Protests and calls for reform
In the aftermath of George Floyd’s murder at the hands of police in Minneapolis, as well as multiple high-profile killings of Black men by Sacramento police, protests in the summer of 2020 demanded police reforms and a shift of taxpayer dollars from police budgets to community-oriented efforts.
Hahn said the time is now to make long-lasting change.
“We all too often said that these are unprecedented times that we’ve seen in Sacramento and across the country. They are not; these are not unprecedented times,” Hahn said about the often-repeated phrase of 2020. “This has happened before over and over and over again in cities across our country over the same issues of equity and inequity and race and difference.

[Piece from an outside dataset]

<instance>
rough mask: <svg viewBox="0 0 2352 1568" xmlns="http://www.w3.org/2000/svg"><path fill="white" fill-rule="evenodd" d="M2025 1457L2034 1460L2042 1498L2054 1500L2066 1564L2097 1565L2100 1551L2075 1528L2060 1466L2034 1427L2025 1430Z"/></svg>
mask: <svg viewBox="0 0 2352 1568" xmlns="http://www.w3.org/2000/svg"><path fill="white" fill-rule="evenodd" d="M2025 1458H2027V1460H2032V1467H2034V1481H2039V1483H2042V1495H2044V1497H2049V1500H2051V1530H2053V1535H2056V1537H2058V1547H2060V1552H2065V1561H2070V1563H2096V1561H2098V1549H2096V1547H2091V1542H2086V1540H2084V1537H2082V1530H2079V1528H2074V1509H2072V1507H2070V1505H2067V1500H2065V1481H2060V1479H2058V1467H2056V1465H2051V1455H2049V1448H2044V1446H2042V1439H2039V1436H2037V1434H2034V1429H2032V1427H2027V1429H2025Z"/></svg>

And we just never seem to really get to the root or have a strong desire to get to the root.”
The Police Department revised its use-of-force policy in September 2019, adding required intervention techniques when dealing with people who appear to be mentally ill.
In June 2020, the Police Department revised its policy, removing the “carotid” neck restraint as an acceptable use of force in response to Floyd’s murder by a police officer using the same restraint technique.
Later that summer, the Sacramento City Council approved a plan to create the Department of Community Response, which was designed to send trained staff instead of police officers to respond to mental health crises, the homeless and other nonviolent calls.
Earlier this year, the City Council adopted a new use-of-deadly-force policy for police with new language that reads: “A peace officer is justified in using deadly force upon another person only as a last resort when reasonable alternatives have been exhausted or are not feasible and the officer reasonably believes, based on the totality of the circumstances, that such force is necessary.”
Chan, the city manager and the person who will decide who replaces Hahn, said he needs another police chief with many of Hahn’s qualities, someone with a “thick skin” who can accept criticism while motivating department employees to “buy in” to changes that transform it into a more “public-facing” police agency.
The city manager said Hahn spearheaded efforts to create more transparency and accountability in police work, and it wasn’t just “lip service.”
In June 2020, Hahn initiated a meeting of more than a dozen California Black law enforcement leaders at the state Capitol to discuss the role law enforcement plays in racial inequality. The police chiefs, including Hahn, called on state lawmakers to change laws so they could immediately fire officers for egregious behavior, with appeals only after the decisions were final.
Chan said there were no state lawmakers who stepped up and offered to sponsor the legislation, and the police reform effort never gained traction.
“I’m grateful that he’s given four years of his life to come back to his hometown to make it better, because he has made it better,” Chan told The Bee. “We’re not a perfect police department, but we’re pretty darn good.”